Soul Explorer














     


When I was in my teens I went for walks everyday after school. I'd relish the independence of being on my own without people telling me what to do, how to do it, when to do it - that's the craving of every teenager. Freedom to choose. I'd plug my ears with head-phones and drown out the white noise of cars driving by and do a thirty minute loop. I used to live walking distance to by aunt and uncle and would drop in to visit them. That was my happy place, an escape from the crazy life of being a teen and also was my exercise. That's how I maintained my size 14 frame and without knowing it back then, that was me practicing self-care. 
Fast-forward thirteen years later and its only been the past few years that I have had an idea of what that means. Not just in relation to what I put in my mouth but what I'm thinking and who I hang out with. 

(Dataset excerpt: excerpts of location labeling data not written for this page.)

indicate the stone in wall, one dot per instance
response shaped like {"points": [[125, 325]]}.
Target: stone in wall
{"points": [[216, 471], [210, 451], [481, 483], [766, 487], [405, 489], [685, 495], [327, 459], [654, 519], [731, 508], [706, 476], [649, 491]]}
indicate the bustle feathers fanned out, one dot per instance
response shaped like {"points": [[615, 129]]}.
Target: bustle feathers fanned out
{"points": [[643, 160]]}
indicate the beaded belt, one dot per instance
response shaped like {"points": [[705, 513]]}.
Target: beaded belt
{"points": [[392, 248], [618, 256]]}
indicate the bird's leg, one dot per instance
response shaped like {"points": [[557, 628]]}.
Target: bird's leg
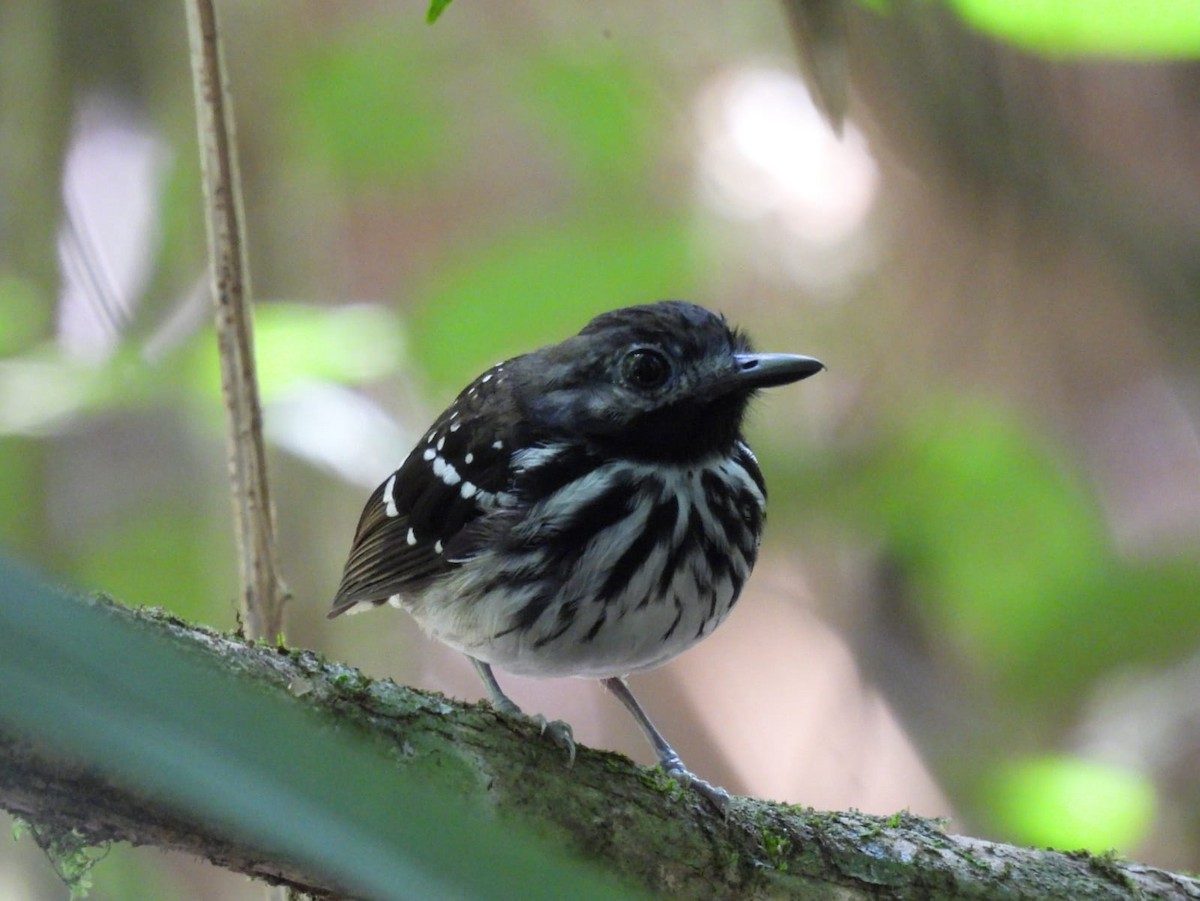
{"points": [[667, 757], [559, 732]]}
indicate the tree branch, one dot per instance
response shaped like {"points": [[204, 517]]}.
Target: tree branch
{"points": [[631, 821], [262, 588]]}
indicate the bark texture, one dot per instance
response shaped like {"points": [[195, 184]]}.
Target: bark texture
{"points": [[628, 820]]}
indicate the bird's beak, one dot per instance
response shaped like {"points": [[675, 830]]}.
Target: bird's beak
{"points": [[755, 371]]}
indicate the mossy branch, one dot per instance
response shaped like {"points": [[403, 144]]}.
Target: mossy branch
{"points": [[628, 820]]}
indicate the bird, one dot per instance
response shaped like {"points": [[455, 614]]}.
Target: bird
{"points": [[588, 509]]}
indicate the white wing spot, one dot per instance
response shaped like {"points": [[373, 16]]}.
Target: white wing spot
{"points": [[389, 500], [445, 472]]}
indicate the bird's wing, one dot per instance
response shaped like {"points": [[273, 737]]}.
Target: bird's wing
{"points": [[457, 475]]}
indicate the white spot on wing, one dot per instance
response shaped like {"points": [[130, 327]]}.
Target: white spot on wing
{"points": [[445, 472], [389, 500]]}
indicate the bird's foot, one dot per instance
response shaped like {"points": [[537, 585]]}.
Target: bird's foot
{"points": [[561, 733], [714, 794], [557, 731]]}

Last week I sitting in front of the television on a Sunday afternoon and I suddenly had an urge to step outside and find myself somewhere I don't know. I craved the sight of towering trees and soft, green grass and I acted on that inclination. I found myself five minutes from my house, completely surrounded by trees that probably had been there since the beginning of time and I walked along a concrete trail, listening to the soft but strong song of the birds and felt everything I was thinking and worrying about slip away. While walking down this trail, I noticed a beaten path and wondered where it went. It was beginning to get dark and I decided to come back another day and promised to hold myself accountable to find out what was down that mysterious, inviting path. 

Six days later at 2:00pm, I decided I could not wait another day to find out so I packed a bag with a drink bottle, a note-pad and pen incase spontaneous inspiration struck as well as my phone 
and told Alan I would be home in an hour or two.
Along the way to the beaten path I took photos of trees, birds and flowers and breathed in the fresh smell of trees and water. All the while being mindful of snakes, spiders or anything that seemed potentially dangerous. As I walked along the beaten path the concrete trail disappeared and I realised I was the only human soul in that moment in time, in that space.

I marveled at that a little, I usually like company for outings like this because what if something went wrong? Five minutes later I found where the beaten-path led, to a fallen tree that would have once stood tall and imposing. Now it lay dejectedly on the ground, it's roots ripped out of the ground and it had been tagged with graffiti and none of it pleasant. Apparently somebody wasn't happy there was no weed to be found and wrote as much on the poor tree. Another turd wrote their initials, maybe the same person who came looking for weed. At that moment I had an epiphany, this tree represented what humans fear. Falling down through no fault of our own and having people write their opinions on us. I contemplated that for a moment as I made my way back to the trail and once I was on it, started to walk back to where it began. As I reached the end there was another opening in the trees which revealed two paths. I decided to find out where one of those paths led and as I walked along I took a video, wondering out loud why someone had strung up what looked like a clothes-line between two trees and why someone had tagged two trees with blue material. 
The why-for's have always fascinated me as a writer. 
Five minutes later, I came back to the same fallen tree I had left almost seven minutes before. 
To end up somewhere random is an accident, to end up there again is de-ja vu. 
What that fallen tree brought to my mind was a barrier. Maybe that tree represented a barrier in my life and if we leave barriers unbroken, they show up whole later on down the track.
 That could be why I found my way back there. Or maybe I found that tree again because its supposed to be a comforting reminder that its some where I know. 
That's something to ponder...
On my way out of the park I saw another tree, it stood tall and strong despite the many initials that were engraved in its bark, of the words people had taken time and energy to carve just to let the world know they had been there. 

It's amazing what nature can reveal to us about ourselves if we are willing to see. 
It can also open the doors of creation in our minds, triggering imagination and conjuring creativity. 
When I glimpsed a small mound of leaves growing I thought it would be a perfect place for fairies to live, they would live in the sanctuary the leaves provided, away from human eyes and there would be a fairy queen living in a castle under the soil where a feast is in full-swing. 

I feel this is something I need to do more of, searching and investigating - I have been thinking about a sport I can do well and enjoy, it looks like I have found it.